The second of those networks, Fox Sports, is now openly acknowledging that it fired James after a single appearance for comments made during his Senate campaign on homosexuality, such as his assertion that gay people will have to "answer to the Lord for their actions."

"We just asked ourselves how Craig's statements would play in our human resources department," a Fox spokesman told The Dallas Morning News "He couldn't say those things here."

See also: Fox Sports Fires Craig James, Failed Senate Candidate and Alleged Hooker Killer, After One Show

One place where James is perfectly welcome to say those things is the arch-conservative Family Research Council, which views James as yet another martyr sacrificed at the altar of political correctness.
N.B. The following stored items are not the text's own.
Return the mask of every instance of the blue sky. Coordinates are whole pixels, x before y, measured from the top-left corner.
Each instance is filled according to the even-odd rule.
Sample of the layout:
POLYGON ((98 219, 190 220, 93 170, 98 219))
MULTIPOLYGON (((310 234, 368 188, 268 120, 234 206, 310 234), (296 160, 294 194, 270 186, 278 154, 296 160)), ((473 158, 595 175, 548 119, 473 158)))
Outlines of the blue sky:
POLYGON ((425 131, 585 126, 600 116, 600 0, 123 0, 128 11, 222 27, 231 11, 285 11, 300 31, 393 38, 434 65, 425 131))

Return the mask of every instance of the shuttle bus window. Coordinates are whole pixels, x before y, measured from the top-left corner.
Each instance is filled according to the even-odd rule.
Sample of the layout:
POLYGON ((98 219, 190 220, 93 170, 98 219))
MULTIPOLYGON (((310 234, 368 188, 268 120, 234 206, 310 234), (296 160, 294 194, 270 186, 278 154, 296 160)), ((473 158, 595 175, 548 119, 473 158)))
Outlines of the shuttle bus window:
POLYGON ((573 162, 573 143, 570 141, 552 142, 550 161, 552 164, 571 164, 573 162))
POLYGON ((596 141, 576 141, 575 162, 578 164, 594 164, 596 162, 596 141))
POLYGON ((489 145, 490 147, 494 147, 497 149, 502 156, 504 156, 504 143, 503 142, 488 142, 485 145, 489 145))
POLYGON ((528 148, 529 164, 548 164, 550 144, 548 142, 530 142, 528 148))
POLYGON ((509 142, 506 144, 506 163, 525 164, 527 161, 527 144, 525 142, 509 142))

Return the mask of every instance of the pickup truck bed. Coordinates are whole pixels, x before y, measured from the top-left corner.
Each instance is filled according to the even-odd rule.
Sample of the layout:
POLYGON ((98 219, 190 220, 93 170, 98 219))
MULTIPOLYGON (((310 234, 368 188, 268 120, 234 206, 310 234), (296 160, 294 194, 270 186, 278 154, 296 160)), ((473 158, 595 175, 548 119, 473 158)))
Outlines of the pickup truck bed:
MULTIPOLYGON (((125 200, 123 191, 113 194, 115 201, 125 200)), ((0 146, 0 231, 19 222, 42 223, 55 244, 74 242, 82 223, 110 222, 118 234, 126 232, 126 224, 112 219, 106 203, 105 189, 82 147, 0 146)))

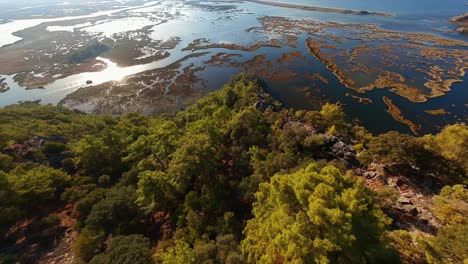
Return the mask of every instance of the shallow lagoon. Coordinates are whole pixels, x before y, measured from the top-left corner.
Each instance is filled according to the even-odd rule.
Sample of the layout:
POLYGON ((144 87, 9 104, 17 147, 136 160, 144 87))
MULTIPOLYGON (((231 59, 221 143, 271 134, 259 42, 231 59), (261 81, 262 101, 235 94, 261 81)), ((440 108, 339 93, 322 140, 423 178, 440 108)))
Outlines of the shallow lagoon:
MULTIPOLYGON (((193 54, 191 50, 184 50, 190 43, 197 39, 207 39, 209 43, 223 43, 223 44, 238 44, 238 45, 255 45, 256 43, 279 38, 273 32, 262 31, 247 31, 252 27, 259 27, 260 23, 258 18, 263 16, 282 16, 292 19, 313 19, 323 22, 338 21, 342 23, 363 23, 375 24, 383 29, 399 30, 406 32, 425 32, 432 35, 443 36, 446 38, 453 38, 462 41, 467 41, 468 37, 457 34, 454 32, 456 28, 454 25, 447 22, 448 18, 457 15, 463 8, 467 8, 463 1, 450 1, 448 3, 440 3, 440 1, 429 0, 425 1, 424 7, 420 6, 420 1, 401 1, 400 4, 395 4, 395 1, 344 1, 344 0, 314 0, 314 1, 289 1, 298 4, 317 5, 324 7, 336 7, 357 10, 369 11, 385 11, 390 12, 392 17, 380 16, 358 16, 347 14, 334 14, 334 13, 321 13, 310 12, 297 9, 286 9, 273 6, 259 5, 250 2, 210 2, 210 1, 162 1, 161 4, 154 4, 152 2, 150 7, 141 7, 135 9, 136 3, 127 3, 132 5, 132 8, 127 11, 120 10, 113 12, 108 10, 101 10, 100 12, 107 12, 116 14, 119 17, 102 18, 93 21, 92 26, 85 24, 85 27, 74 29, 90 34, 102 34, 103 36, 113 37, 113 32, 122 31, 122 21, 127 21, 122 17, 139 16, 138 20, 145 23, 138 23, 137 20, 128 22, 132 27, 128 30, 140 30, 145 28, 146 34, 155 40, 165 40, 171 37, 179 37, 180 42, 174 49, 170 49, 170 56, 168 58, 134 65, 129 67, 119 67, 109 59, 100 59, 104 61, 108 67, 101 72, 85 72, 73 74, 54 82, 45 85, 44 89, 25 90, 24 87, 18 85, 13 80, 13 76, 7 77, 7 83, 10 90, 0 94, 0 105, 8 105, 22 100, 41 100, 43 103, 58 103, 65 98, 69 93, 86 85, 87 80, 93 81, 94 85, 99 85, 112 80, 121 80, 125 76, 138 74, 145 71, 151 71, 158 68, 163 68, 170 65, 185 56, 193 54), (160 13, 167 13, 172 16, 164 21, 157 19, 160 13), (156 14, 156 15, 155 15, 156 14), (123 19, 123 20, 122 20, 123 19), (151 19, 154 20, 154 25, 151 25, 151 19), (114 21, 115 24, 112 24, 114 21), (141 25, 141 26, 140 26, 141 25), (115 31, 118 27, 119 30, 115 31), (111 31, 106 31, 110 28, 111 31), (94 29, 94 30, 93 30, 94 29)), ((142 3, 140 3, 142 4, 142 3)), ((150 5, 146 3, 146 5, 150 5)), ((125 8, 125 7, 120 7, 125 8)), ((126 7, 128 8, 128 7, 126 7)), ((104 14, 105 15, 105 14, 104 14)), ((75 24, 83 24, 84 18, 78 17, 75 24)), ((92 17, 92 15, 91 15, 92 17)), ((0 17, 1 18, 1 17, 0 17)), ((52 21, 60 21, 60 18, 53 18, 52 21)), ((66 20, 73 18, 67 17, 66 20)), ((63 21, 63 19, 62 19, 63 21)), ((34 22, 32 23, 34 25, 34 22)), ((84 22, 88 23, 88 22, 84 22)), ((37 24, 37 23, 36 23, 37 24)), ((5 26, 7 24, 3 24, 5 26)), ((53 23, 50 23, 53 26, 53 23)), ((11 31, 11 30, 10 30, 11 31)), ((346 96, 350 92, 349 89, 343 86, 340 81, 334 76, 326 66, 317 60, 307 51, 305 40, 307 34, 302 34, 298 39, 298 46, 291 47, 282 45, 280 48, 276 47, 260 47, 253 51, 239 51, 228 48, 210 48, 202 50, 201 52, 209 52, 209 54, 187 59, 182 63, 180 69, 186 67, 195 68, 196 66, 203 66, 203 70, 197 72, 197 76, 204 80, 204 82, 194 83, 199 89, 205 91, 218 88, 225 83, 229 77, 240 71, 249 71, 248 66, 244 65, 246 62, 255 58, 255 56, 264 56, 268 61, 278 61, 278 59, 285 53, 299 51, 305 60, 296 60, 281 66, 281 71, 291 71, 295 73, 294 78, 287 80, 268 80, 270 92, 277 98, 282 100, 288 107, 297 108, 314 108, 317 102, 341 102, 344 104, 347 113, 352 118, 357 118, 364 125, 370 127, 374 132, 384 132, 390 129, 408 132, 409 128, 397 122, 391 115, 386 112, 386 105, 382 101, 383 96, 389 96, 392 101, 403 111, 405 117, 418 122, 422 125, 421 133, 432 132, 437 130, 438 126, 453 123, 456 121, 466 121, 466 98, 467 97, 467 78, 465 76, 464 82, 455 83, 452 86, 452 91, 444 96, 429 99, 425 103, 415 104, 401 96, 395 95, 384 90, 373 90, 365 93, 364 96, 373 101, 371 104, 362 104, 356 101, 355 98, 346 96), (229 63, 210 65, 207 61, 214 55, 223 52, 230 54, 238 54, 240 56, 233 57, 229 63), (310 80, 304 76, 309 73, 319 73, 328 80, 326 85, 317 85, 313 89, 310 88, 310 80), (308 98, 304 95, 305 87, 309 87, 311 93, 314 94, 313 98, 308 98), (446 116, 431 116, 424 112, 428 109, 444 108, 450 115, 446 116)), ((114 36, 118 38, 119 36, 114 36)), ((21 42, 19 42, 20 44, 21 42)), ((17 44, 15 44, 17 45, 17 44)), ((466 49, 465 49, 466 50, 466 49)), ((0 49, 0 53, 2 49, 0 49)), ((467 51, 468 52, 468 51, 467 51)), ((1 74, 1 72, 0 72, 1 74)), ((417 79, 417 77, 415 77, 417 79)), ((88 105, 86 103, 86 105, 88 105)), ((86 110, 92 110, 87 108, 86 110)))

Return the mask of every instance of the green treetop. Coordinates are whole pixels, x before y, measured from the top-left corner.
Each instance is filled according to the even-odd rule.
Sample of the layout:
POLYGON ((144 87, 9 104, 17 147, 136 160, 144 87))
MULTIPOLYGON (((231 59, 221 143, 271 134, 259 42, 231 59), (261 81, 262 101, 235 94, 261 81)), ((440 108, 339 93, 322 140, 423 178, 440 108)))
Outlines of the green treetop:
POLYGON ((249 263, 366 263, 384 252, 390 220, 368 189, 335 167, 312 163, 275 175, 255 197, 242 241, 249 263))

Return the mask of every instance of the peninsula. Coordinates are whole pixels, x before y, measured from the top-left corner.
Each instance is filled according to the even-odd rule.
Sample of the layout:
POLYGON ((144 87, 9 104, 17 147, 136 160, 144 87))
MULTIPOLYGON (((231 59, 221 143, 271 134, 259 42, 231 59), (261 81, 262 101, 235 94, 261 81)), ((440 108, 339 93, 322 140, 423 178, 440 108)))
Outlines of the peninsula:
POLYGON ((330 8, 330 7, 296 5, 296 4, 272 2, 272 1, 263 1, 263 0, 244 0, 244 1, 245 2, 257 3, 257 4, 262 4, 262 5, 277 6, 277 7, 284 7, 284 8, 293 8, 293 9, 301 9, 301 10, 308 10, 308 11, 317 11, 317 12, 329 12, 329 13, 352 14, 352 15, 392 16, 389 13, 371 12, 371 11, 366 11, 366 10, 350 10, 350 9, 340 9, 340 8, 330 8))

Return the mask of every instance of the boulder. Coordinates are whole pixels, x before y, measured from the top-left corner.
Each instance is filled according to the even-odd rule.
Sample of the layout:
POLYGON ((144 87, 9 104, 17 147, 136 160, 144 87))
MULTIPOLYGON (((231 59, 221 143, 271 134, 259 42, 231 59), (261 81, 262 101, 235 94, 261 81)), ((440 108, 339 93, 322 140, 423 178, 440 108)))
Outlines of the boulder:
POLYGON ((270 102, 268 102, 267 100, 258 100, 254 103, 253 105, 257 110, 260 110, 260 111, 265 111, 267 110, 271 105, 270 105, 270 102))
POLYGON ((384 175, 377 175, 375 178, 374 178, 375 181, 378 181, 379 183, 381 184, 386 184, 387 183, 387 177, 385 177, 384 175))
POLYGON ((403 204, 395 207, 397 210, 411 214, 413 216, 418 215, 418 209, 412 204, 403 204))
POLYGON ((377 177, 377 172, 375 171, 366 171, 364 172, 364 174, 362 176, 366 177, 367 179, 373 179, 375 177, 377 177))
POLYGON ((400 187, 404 184, 404 182, 400 178, 388 178, 387 184, 391 187, 400 187))
POLYGON ((410 199, 405 197, 398 198, 398 203, 400 204, 413 204, 410 199))
POLYGON ((403 197, 405 197, 405 198, 411 198, 411 197, 413 197, 413 194, 412 194, 412 193, 402 193, 401 195, 402 195, 403 197))
POLYGON ((356 151, 354 151, 351 145, 346 144, 340 138, 325 135, 325 146, 328 146, 331 154, 341 160, 348 162, 349 164, 357 164, 356 151))

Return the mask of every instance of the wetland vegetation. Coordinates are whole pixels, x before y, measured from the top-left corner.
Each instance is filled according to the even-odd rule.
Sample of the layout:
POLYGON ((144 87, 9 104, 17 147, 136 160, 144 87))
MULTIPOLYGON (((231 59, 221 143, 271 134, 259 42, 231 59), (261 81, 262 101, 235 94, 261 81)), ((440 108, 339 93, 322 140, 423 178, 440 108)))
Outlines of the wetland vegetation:
MULTIPOLYGON (((437 9, 429 1, 427 8, 437 9)), ((457 1, 447 4, 449 11, 440 12, 441 17, 434 18, 437 22, 430 24, 412 1, 395 10, 386 0, 382 8, 341 0, 330 7, 301 0, 132 0, 108 8, 84 5, 82 12, 88 10, 87 14, 71 4, 75 16, 41 19, 18 11, 18 16, 29 19, 0 26, 7 44, 0 48, 0 78, 6 78, 2 86, 10 88, 2 89, 0 105, 41 100, 72 102, 68 105, 97 113, 173 111, 217 89, 233 74, 248 72, 262 77, 269 92, 291 107, 317 109, 324 102, 341 102, 349 116, 373 132, 420 127, 419 132, 433 133, 466 121, 466 102, 454 99, 466 96, 468 67, 466 36, 456 31, 464 16, 449 21, 460 13, 457 1), (335 8, 340 6, 345 8, 335 8), (453 30, 447 30, 450 27, 453 30), (153 72, 158 73, 157 81, 151 79, 153 72), (189 73, 193 76, 183 84, 171 85, 174 76, 189 73), (312 75, 321 78, 309 78, 312 75), (119 100, 110 99, 109 106, 102 107, 103 94, 98 91, 113 85, 122 88, 130 85, 129 80, 142 81, 125 91, 132 99, 115 106, 119 100), (172 91, 166 85, 164 94, 151 92, 162 91, 161 83, 172 91), (97 97, 90 97, 93 94, 97 97), (166 94, 173 99, 155 103, 166 94), (387 111, 384 96, 403 118, 387 111), (446 115, 427 112, 447 105, 446 115), (401 120, 409 122, 398 124, 401 120)), ((50 8, 57 12, 53 5, 50 8)), ((115 99, 122 91, 106 90, 115 99)))
POLYGON ((1 264, 468 261, 463 0, 2 1, 1 264))
POLYGON ((80 64, 85 61, 93 60, 110 49, 111 47, 102 42, 89 43, 70 54, 70 62, 73 64, 80 64))

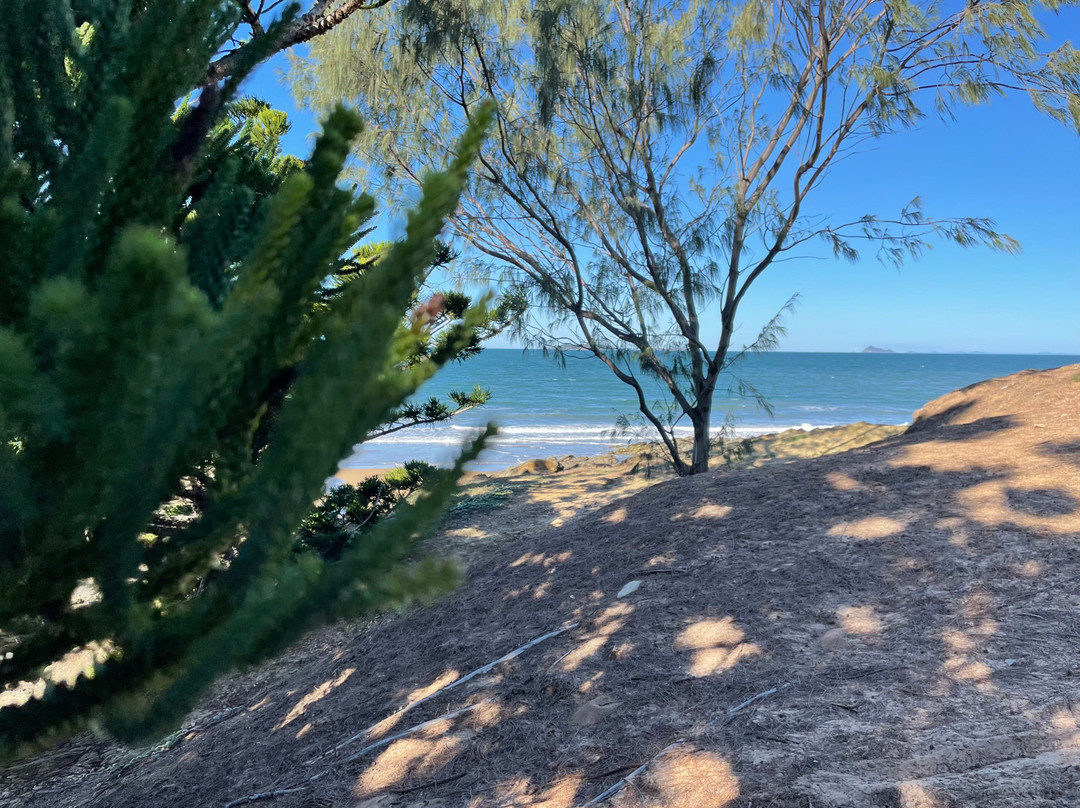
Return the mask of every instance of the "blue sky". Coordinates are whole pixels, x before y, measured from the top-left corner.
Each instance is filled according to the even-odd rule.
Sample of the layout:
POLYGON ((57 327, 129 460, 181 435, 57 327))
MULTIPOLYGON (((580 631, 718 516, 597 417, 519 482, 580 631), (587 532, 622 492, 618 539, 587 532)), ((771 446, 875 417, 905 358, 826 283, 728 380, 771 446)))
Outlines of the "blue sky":
MULTIPOLYGON (((1075 44, 1080 13, 1048 29, 1055 41, 1071 36, 1075 44)), ((290 112, 286 148, 306 156, 317 124, 282 83, 286 68, 276 57, 246 90, 290 112)), ((996 99, 960 110, 955 122, 928 118, 918 129, 867 144, 833 170, 810 207, 842 221, 894 215, 916 196, 928 215, 994 219, 1022 252, 939 243, 899 270, 869 254, 857 264, 797 257, 770 268, 752 288, 735 341, 751 341, 798 294, 781 350, 859 351, 873 344, 1080 354, 1080 137, 1024 97, 996 99)))

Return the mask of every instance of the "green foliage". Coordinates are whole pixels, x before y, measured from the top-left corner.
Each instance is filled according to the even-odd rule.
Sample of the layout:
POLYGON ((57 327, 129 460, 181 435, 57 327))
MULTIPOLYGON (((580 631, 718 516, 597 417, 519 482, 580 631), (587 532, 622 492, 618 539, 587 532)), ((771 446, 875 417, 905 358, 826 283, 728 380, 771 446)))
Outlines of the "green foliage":
POLYGON ((232 103, 258 52, 200 84, 236 13, 226 0, 5 5, 0 680, 33 680, 71 649, 106 651, 74 687, 0 709, 0 756, 86 727, 153 738, 223 672, 454 579, 407 558, 460 464, 337 563, 292 548, 337 459, 485 320, 467 309, 428 361, 406 362, 431 333, 402 313, 491 111, 426 176, 404 238, 313 332, 324 281, 374 208, 339 185, 360 123, 335 109, 302 169, 283 160, 281 119, 232 103), (179 519, 178 497, 197 518, 179 519), (170 515, 170 532, 147 532, 170 515), (95 597, 73 599, 79 587, 95 597))
POLYGON ((720 459, 723 460, 725 466, 745 460, 754 453, 753 438, 741 438, 740 440, 721 438, 716 441, 716 444, 718 445, 713 448, 713 452, 720 455, 720 459))
POLYGON ((510 504, 514 497, 512 488, 496 487, 490 491, 480 491, 461 498, 450 508, 450 513, 455 516, 473 513, 486 513, 495 511, 510 504))
POLYGON ((337 561, 348 548, 390 515, 398 503, 445 472, 412 460, 382 477, 367 477, 356 485, 339 485, 300 524, 296 550, 311 551, 337 561))
POLYGON ((716 391, 753 396, 739 357, 781 333, 774 319, 734 343, 776 261, 811 242, 889 264, 939 239, 1018 248, 989 219, 930 216, 918 200, 830 221, 813 202, 839 159, 1015 89, 1080 128, 1080 55, 1047 48, 1038 23, 1057 0, 403 5, 313 42, 293 62, 298 97, 359 104, 372 126, 357 171, 394 198, 496 100, 453 232, 476 276, 528 298, 525 336, 588 349, 632 388, 683 474, 707 468, 716 391), (693 429, 689 458, 677 426, 693 429))

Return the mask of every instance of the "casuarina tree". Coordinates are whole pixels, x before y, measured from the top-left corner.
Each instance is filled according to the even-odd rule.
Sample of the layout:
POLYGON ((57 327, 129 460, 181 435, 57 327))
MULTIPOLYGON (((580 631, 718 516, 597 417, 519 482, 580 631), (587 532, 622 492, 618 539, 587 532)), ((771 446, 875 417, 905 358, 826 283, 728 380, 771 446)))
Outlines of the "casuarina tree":
POLYGON ((448 0, 373 11, 292 72, 314 109, 371 126, 360 170, 415 193, 494 99, 498 121, 454 232, 476 269, 531 297, 543 344, 583 348, 633 391, 680 474, 708 468, 713 400, 761 275, 812 242, 887 262, 935 239, 1013 251, 986 218, 815 208, 858 147, 1012 90, 1080 123, 1080 56, 1044 47, 1059 4, 933 0, 448 0), (693 435, 689 450, 676 438, 693 435))

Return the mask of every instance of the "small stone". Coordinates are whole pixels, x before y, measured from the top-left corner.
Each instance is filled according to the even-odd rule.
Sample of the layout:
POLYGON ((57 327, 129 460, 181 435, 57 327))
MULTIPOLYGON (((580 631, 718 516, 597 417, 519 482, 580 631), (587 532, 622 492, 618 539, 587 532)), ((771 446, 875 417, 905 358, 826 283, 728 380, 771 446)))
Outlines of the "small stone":
POLYGON ((592 701, 578 707, 574 711, 571 721, 579 727, 595 724, 613 713, 618 706, 619 702, 617 701, 612 701, 606 696, 597 696, 592 701))
POLYGON ((1016 664, 1016 660, 1015 659, 1006 659, 1005 664, 1008 665, 1011 668, 1013 665, 1016 664))
POLYGON ((639 586, 641 586, 641 581, 631 581, 622 589, 620 589, 619 594, 617 594, 615 597, 625 598, 627 595, 632 595, 637 592, 639 586))
POLYGON ((831 628, 821 635, 821 647, 826 651, 843 651, 851 645, 851 638, 841 628, 831 628))

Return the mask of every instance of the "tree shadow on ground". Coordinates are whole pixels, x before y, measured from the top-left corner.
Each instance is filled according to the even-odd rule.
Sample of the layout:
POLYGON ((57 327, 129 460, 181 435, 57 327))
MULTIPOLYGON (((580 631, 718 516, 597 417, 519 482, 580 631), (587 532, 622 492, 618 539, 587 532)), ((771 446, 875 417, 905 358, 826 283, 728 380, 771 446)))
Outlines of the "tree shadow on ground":
POLYGON ((995 391, 508 542, 122 777, 24 804, 569 808, 630 775, 604 804, 1080 804, 1080 474, 1046 448, 1080 427, 995 391))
In a column Tuesday, founder Tony Perkins writes that James was sacked for being an "outspoken Christian" and calls James "the latest face of the war on religious liberty."

Dr. Angela McCaskill, Jerry Buell, Julea Ward, Damian Goddard, Senior Master Sergeant Phillip Monk, Crystal Dixon, and Air National Guardsman Layne Wilson certainly think so. To a man, they were all suspended, fired, or sued by their employers for their views on marriage -- whether or not they expressed them at work! Like them, Craig James's ousting had nothing to do with his job performance -- and everything to do with this new climate of Christian persecution.

Perkins' argument would be more convincing if Fox Sports' decision to dismiss an extremely visible employee who made inflammatory comments, and whose hiring reportedly hadn't been approved by network higher-ups in the first place, didn't seem so reasonable. Or if the idea of anti-Christian persecution in a Jesus-drenched America weren't so laughable. Or if Perkins hadn't identified James as a "popular analyst."

If that were true, he wouldn't have so much trouble finding a job.